Si bien se anticipó que podría haber algunas escaseces de oferta cuando la economía global volviera a abrirse después de los confinamientos del COVID-19, éstas han demostrado ser más extendidas, y menos transitorias, de lo que se había pensado. En una economía de mercado gobernada al menos en parte por las leyes de la oferta y la demanda, uno espera que las escaseces se reflejen en los precios. Y cuando los aumentos de precios individuales se agrupan, lo llamamos inflación, que hoy está en niveles que no se habían visto durante muchos años.

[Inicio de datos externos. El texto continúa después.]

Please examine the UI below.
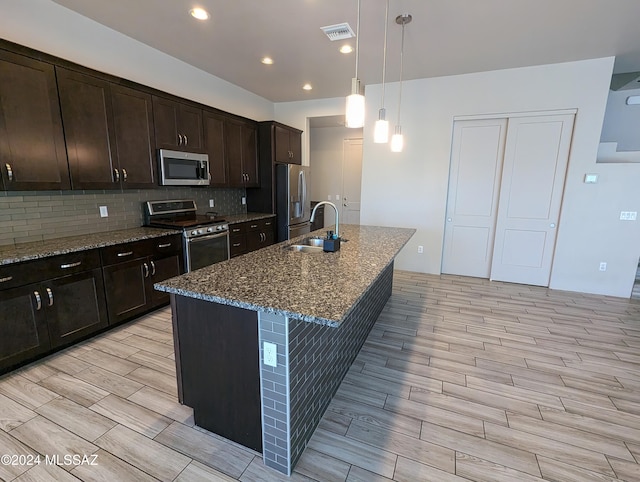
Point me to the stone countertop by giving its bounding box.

De todos modos, mi mayor preocupación es que los bancos centrales reaccionen de manera exagerada, aumentando las tasas de interés en exceso y obstaculizando la recuperación incipiente. Como siempre, quienes están en la base de la escala de ingresos serían los más afectados en este escenario.

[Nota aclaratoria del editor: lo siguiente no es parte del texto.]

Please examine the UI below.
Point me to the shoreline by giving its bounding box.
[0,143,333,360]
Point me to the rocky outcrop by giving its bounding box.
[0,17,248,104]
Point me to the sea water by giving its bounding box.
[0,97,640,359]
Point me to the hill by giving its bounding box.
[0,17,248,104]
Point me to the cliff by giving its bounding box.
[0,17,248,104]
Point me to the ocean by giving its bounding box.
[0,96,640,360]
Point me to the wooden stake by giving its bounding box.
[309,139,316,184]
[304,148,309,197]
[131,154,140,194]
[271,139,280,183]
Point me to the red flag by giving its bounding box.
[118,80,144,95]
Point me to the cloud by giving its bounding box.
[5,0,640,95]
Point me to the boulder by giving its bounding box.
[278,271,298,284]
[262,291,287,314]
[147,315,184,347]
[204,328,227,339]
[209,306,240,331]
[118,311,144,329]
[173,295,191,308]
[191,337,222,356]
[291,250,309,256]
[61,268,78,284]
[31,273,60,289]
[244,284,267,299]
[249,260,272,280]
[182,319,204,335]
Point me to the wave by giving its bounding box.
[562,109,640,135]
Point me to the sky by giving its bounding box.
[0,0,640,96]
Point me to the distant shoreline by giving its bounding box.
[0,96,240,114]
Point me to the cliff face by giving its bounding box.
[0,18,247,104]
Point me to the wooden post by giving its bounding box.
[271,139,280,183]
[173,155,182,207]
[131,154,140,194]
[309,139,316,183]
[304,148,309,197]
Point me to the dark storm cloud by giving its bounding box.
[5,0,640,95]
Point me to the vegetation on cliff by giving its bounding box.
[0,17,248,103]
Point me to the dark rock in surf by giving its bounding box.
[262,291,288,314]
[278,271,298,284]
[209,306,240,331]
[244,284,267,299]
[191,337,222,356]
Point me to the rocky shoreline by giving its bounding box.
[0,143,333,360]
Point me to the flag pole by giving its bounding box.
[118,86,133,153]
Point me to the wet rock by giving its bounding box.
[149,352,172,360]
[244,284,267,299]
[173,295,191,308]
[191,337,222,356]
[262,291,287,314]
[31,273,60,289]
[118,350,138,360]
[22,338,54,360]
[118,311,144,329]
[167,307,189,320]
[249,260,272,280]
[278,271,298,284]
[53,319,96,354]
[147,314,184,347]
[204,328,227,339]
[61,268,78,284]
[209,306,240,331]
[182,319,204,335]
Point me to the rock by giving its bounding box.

En los datos más recientes se destacan varias cosas. Primero, la tasa de inflación ha sido volátil. El mes pasado, los medios hicieron un gran alboroto por la tasa de inflación anual del 7% en Estados Unidos, mientras que no observaron que la tasa de diciembre era poco más de la mitad que la tasa de octubre. Sin ninguna evidencia de una espiral inflacionaria, las expectativas del mercado –reflejadas en la diferencia en retornos sobre los bonos indexados por inflación y los bonos no indexados por inflación- han sido debidamente acalladas.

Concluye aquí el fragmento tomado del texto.